Di recente sei stato invitato a suonare al District Club di Cardiff. Com’è nata la possibilità e com’è stata l’esperienza?
“Aubrey Fry mi ha contattato un anno fa tramite la sua organizzazione, Connected With, che mi ha poi ospitato il 30 agosto in Galles. Aveva ascoltato delle mie produzioni online e mi chiese se volessi andare a sentire una serata dove suonava lui. Ci siamo conosciuti e da lì è nata una collaborazione. Ho portato Aubrey Fry a Roma tramite Take Your Time, un’organizzazione che ho fondato io lo scorso anno. Dopodiché Aubrey mi ha chiamato per presenziare in una serata al District Club insieme a Nick Warren e altri deejay. Condividere il palco con un mostro e un maestro come Nick Warren è stata un’emozione assolutamente irripetibile. È stato il mio debutto in Gran Bretagna, ma anche a livello internazionale. Sono sicuro che sarà la prima di tante date”.
Prima hai parlato di sperimentazione in merito ad un tuo brano. La musica elettronica è il “genere degli esperimenti” nella musica contemporanea.
“Non è una cosa nuova la sperimentazione nell’elettronica, ma nasce negli anni ’80. Anzi, in realtà dai Kraftwerk negli anni ’70, i quali hanno cominciato ad usare strumenti elettronici mischiando digitale e analogico, creando suoni completamente nuovi anche nel mainstream. La sperimentazione in questo genere c’è e ci sarà sempre, perché è in continua evoluzione. Il sound permette anche l’utilizzo dell’intelligenza artificiale, talvolta purtroppo e altre volte per fortuna. Quindi ci sono tante cose che si possono fare”.
Per concludere vorrei chiederti un parere sulla condizione della musica elettronica nel contesto di Roma.
“Secondo me per la musica elettronica, Roma è una città defunta. Negli anni realtà come il Goa, l’Expander o l’Akab sono sparite, ed è molto difficile proporre questo tipo di musica ai locali romani, perché tendono a pensare che la musica commerciale sia fonte di guadagno, attraendo più pubblico. Il problema è che se il pubblico è abituato ad un solo gusto, è normale che poi tenda verso quello. Se invece si cominciassero a far assaggiare più piatti differenti, magari il pubblico se ne potrebbe innamorare”.
Tutto il mondo musicale va in questa direzione.

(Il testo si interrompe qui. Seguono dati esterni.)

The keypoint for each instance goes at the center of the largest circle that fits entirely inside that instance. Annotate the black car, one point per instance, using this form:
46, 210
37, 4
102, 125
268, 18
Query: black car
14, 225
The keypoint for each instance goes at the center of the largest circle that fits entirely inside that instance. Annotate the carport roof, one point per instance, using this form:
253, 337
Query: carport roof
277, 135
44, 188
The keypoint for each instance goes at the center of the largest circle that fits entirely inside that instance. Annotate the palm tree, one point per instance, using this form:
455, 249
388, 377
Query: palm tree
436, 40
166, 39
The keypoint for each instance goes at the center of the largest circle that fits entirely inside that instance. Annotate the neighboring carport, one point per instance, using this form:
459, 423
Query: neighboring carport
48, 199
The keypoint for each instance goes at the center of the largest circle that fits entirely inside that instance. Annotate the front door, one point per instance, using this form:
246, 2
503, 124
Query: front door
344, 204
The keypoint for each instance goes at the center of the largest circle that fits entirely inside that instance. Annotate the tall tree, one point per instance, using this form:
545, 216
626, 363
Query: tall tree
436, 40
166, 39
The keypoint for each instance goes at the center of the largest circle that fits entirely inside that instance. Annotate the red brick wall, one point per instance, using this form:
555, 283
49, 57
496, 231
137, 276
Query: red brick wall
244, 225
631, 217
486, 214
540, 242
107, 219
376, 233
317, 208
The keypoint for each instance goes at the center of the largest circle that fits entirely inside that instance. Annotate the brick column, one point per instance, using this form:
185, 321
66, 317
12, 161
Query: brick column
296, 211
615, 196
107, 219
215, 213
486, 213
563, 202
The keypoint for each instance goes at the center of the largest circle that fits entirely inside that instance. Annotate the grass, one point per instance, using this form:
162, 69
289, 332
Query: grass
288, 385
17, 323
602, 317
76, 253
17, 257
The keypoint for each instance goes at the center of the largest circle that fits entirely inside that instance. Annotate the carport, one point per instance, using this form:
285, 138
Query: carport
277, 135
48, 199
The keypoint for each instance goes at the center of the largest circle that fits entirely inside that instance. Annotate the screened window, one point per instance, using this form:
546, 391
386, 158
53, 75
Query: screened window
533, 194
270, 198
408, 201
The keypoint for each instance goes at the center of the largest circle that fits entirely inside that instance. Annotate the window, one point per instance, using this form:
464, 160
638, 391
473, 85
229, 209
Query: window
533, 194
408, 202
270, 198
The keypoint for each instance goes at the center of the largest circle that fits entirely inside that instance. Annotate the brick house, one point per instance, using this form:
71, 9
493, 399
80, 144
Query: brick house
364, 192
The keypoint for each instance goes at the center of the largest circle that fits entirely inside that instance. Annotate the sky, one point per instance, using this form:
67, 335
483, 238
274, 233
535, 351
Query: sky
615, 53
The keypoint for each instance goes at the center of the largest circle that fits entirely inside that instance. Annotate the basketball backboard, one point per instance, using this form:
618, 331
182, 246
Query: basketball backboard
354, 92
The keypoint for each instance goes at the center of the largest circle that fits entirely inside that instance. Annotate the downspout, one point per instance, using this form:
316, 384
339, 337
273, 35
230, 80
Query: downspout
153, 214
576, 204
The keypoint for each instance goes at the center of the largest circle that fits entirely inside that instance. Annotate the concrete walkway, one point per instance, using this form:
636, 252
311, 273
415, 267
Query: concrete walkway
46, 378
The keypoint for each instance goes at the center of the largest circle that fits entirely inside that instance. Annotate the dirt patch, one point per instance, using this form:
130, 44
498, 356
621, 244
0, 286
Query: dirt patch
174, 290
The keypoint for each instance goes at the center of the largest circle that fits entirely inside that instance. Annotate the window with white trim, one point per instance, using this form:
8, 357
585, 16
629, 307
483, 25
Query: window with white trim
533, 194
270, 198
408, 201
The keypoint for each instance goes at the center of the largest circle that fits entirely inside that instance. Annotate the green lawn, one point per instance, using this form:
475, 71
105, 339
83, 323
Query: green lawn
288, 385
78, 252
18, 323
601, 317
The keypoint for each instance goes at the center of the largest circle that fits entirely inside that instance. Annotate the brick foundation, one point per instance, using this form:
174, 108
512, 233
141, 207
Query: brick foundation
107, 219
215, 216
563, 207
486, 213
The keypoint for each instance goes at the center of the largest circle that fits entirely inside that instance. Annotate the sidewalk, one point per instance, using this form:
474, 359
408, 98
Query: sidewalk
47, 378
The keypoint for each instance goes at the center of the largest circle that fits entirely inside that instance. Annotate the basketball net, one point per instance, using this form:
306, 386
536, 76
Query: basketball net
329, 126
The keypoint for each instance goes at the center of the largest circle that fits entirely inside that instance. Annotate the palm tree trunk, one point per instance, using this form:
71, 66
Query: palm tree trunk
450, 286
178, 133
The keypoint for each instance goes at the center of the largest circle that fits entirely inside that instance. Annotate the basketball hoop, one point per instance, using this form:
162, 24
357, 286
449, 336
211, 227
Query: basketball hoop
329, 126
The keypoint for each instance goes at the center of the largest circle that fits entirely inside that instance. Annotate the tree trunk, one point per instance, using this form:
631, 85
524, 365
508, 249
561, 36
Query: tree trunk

“Sì, perché a mio modesto parere, da producer e da musicista, credo che alcuni produttori e alcune case discografiche abbiano capito che settorializzando e centralizzando due generi, si possano raccogliere più introiti e royalties possibili nel breve termine. Invece nel lungo termine sono dell’idea che cambieranno strategia e si adatteranno a più mode”.